O Jornal da USP no Ar divulgou, nesta sexta-feira (16), que uma pesquisa conduzida pela Rede de Pesquisa Solidária põe em dúvida a segurança da retomada das atividades escolares presenciais no Brasil. Na matéria, a USP no Ar informa que, desde a retomada das atividades presenciais nas escolas, foram demandados cuidados para garantir a segurança de estudantes, funcionários e profissionais da educação.

A transição das telas de computador para as salas de aula exigiu dos gestores públicos atenção para que a transmissão do coronavírus não fosse favorecida. Com isso, a volta às aulas pautou a nova nota técnica da Rede de Pesquisa Solidária a respeito da pandemia, a qual indicou as principais deficiências enfrentadas pelos governos nesse processo. No documento, pesquisadores de diversas áreas buscaram indicar os caminhos ainda a serem seguidos no Brasil para uma retomada segura das atividades escolares.

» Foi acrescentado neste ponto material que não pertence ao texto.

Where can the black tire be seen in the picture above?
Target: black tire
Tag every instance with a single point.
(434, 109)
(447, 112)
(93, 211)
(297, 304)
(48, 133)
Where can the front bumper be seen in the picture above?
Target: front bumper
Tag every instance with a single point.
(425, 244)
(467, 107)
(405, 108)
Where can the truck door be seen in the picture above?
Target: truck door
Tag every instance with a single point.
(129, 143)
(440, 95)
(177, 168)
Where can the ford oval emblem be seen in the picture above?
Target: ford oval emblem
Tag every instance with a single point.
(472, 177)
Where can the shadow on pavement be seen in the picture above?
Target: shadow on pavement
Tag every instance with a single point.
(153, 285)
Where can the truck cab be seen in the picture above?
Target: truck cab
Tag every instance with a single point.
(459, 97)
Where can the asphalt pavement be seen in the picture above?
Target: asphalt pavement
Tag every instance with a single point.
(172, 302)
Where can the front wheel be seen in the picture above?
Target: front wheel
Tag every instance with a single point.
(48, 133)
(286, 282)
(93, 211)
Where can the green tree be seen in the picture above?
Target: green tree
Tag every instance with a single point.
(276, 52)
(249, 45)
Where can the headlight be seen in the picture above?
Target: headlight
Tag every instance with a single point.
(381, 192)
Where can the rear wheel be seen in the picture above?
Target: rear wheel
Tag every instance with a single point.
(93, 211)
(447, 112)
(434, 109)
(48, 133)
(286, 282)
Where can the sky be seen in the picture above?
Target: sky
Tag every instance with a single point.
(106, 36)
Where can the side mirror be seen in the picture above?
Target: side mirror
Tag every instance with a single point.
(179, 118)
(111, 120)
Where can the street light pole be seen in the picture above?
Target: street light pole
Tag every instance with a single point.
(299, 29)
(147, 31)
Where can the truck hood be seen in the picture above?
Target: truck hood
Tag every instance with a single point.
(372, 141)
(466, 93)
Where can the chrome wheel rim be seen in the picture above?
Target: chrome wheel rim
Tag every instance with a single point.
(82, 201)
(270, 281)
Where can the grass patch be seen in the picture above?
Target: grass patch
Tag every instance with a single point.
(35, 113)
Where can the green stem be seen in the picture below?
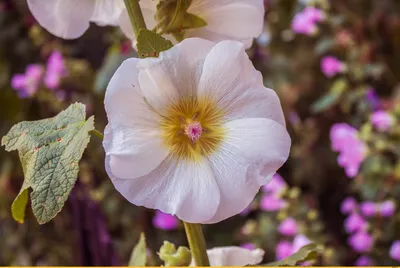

“Essas medidas são complexas. Nós dividimos em medidas de média e alta complexidade. Queremos chamar a atenção ao fato de que existe um desafio adicional na área de testagem, porque isso requer que a Secretaria de Educação esteja coordenada com outras secretarias, como a de Saúde”, explica a professora Lorena Barberia, membro da Rede de Pesquisa Solidária.

 

Entre as constatações do boletim, descobre-se que houve uma falta de coordenação entre as políticas adotadas pelo governo federal e pelos governos locais, com diferentes protocolos para o retorno presencial. Um caminho para avaliar as intervenções feitas no Brasil foi a criação de um índice de segurança do retorno às aulas presenciais. Sobre ele, a pesquisadora Dara Aparecida Vilela Pinto aponta: “O governo federal tirou a menor nota entre os Estados e as capitais, ficando com a maior nota os Estados e em segundo as capitais”.

 

Outro ponto importante destacado pelas pesquisadoras foi o das áreas de intervenção para garantir o retorno seguro às salas de aula. “A testagem ativa não é preconizada pelos protocolos, nem do governo federal nem pela maioria dos governos estaduais e das capitais para conter eventuais surtos nas escolas. A testagem tem ficado em segundo plano nesses protocolos de retorno presencial”, revela Dara.

O nível de testagem também foi acompanhado da distribuição de máscaras na categoria de problemas de alta complexidade: “Percebemos que a nota de máscaras já poderia ter sido melhor, porque não é algo que demanda um gasto tão grande, mas a qualidade de máscaras ficou bastante negligenciada, praticamente nenhum lugar adotou”, aponta a pesquisadora Maíra Meyer, lembrando que foram priorizadas medidas não tão efetivas de higienização, como o uso de água sanitária, e subestimados investimentos mais relevantes, como na qualidade das máscaras.